Choose correct option

Question

Choose the correct statement

(a) There exists a cfg generating the language $\{ ww \; \mid \; w\in (a+b)^+ \}$

(b) There exists a cfg generating the language $L= \{a^{n^2}\;\mid \; n\geq 1\}$

(c) There exists a cfg generating the language $\{a^nb^nc^n\;\mid \; n\geq 1\}$

(d) There exists a cfg generating the complement of the language $\{ ww \; \mid \; w\in (a+b)^+ \}$

The answer given is (d) .

But , in my opinion answer should be (a) . Am I wrong ? Please correct me. 

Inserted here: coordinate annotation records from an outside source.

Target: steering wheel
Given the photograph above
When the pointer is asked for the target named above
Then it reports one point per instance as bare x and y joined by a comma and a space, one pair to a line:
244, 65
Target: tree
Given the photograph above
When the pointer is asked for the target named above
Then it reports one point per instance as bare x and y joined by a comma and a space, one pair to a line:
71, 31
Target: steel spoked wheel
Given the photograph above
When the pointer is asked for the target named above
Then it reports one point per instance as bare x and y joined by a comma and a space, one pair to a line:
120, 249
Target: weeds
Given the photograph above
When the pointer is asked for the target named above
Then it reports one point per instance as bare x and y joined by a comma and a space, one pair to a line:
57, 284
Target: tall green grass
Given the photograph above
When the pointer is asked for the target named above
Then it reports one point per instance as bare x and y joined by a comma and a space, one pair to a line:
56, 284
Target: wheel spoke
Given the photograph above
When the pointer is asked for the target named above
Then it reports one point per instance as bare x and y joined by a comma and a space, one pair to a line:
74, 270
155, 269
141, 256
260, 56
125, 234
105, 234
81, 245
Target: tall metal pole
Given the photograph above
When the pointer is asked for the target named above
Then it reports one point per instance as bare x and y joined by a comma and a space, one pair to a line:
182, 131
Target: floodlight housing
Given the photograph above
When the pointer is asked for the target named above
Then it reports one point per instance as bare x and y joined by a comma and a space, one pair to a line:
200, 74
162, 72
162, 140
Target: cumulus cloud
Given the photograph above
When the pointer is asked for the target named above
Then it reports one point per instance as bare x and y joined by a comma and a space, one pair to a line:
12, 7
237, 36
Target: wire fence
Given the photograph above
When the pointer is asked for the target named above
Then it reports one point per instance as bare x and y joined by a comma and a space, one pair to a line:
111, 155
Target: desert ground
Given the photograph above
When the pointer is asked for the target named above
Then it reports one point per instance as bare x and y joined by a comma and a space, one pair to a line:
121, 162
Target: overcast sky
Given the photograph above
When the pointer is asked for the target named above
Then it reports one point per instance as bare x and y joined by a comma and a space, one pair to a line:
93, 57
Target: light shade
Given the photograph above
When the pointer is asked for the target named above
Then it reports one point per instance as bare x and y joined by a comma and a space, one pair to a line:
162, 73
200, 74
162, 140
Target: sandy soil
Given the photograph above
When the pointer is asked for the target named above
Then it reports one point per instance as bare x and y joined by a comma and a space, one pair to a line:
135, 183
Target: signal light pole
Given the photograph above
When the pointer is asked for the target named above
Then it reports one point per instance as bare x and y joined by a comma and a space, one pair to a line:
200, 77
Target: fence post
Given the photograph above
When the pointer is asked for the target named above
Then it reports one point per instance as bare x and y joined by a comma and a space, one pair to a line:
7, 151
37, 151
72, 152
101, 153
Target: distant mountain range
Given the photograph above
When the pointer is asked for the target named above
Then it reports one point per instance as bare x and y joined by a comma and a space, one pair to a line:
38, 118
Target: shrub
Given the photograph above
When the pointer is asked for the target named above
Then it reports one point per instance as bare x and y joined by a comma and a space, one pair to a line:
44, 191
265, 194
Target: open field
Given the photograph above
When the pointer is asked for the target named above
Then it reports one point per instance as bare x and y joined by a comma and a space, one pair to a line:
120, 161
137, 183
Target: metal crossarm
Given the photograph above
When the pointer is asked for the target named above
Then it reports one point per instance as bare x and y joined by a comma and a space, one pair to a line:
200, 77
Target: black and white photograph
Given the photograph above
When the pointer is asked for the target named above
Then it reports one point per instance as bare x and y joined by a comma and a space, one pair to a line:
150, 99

CFLs are not closed under complement. So , how can the answer be (d) ?

Answer 1

A. is clearly CSL.       // CFL can do string matching in reverse order like WW^r but not as WW
B. Power is quadratic . So it cant simulated by PDA .. LBA needed..
C. Again CSL. two infinite comparison on same variable 'n' simultaneously.. PDA cant simulate.
D. Yes complement of WW IS CFL.. How complement of CSL will be CFL ??

LET A be CFL & its complement is B which is CSL.. now some one asking what is complement of CSL 'B' ?? Obviously answer will be A which is CFL only..
CFG for complement of WW :
Every odd length string will be in complement of WW.

S(odd) ----> 0A | 1A | 0 | 1
A ---->  OS(odd) | 1S(odd)

Now for even length string :

S(even) ---->  BC | CB
B ----> DBD | 0
C ----> DCD | 1
D ----> 0 | 1

Answer 2

ww'| such that w not equal to w' 

so i will take 2 as (a+b)* and w' as epsilon.

so   (a+b)* . esp = ww'

now we have to check remove strting where w=epsilon and w'= epsilon(considerd above (static))

so   (a+b)* . esp - esp  =L(D')=(a+b)+

here d is the option.

so its regular and no need to build a complex simple DFA with 2 states adn a simple regular grammar can be made form this DFA.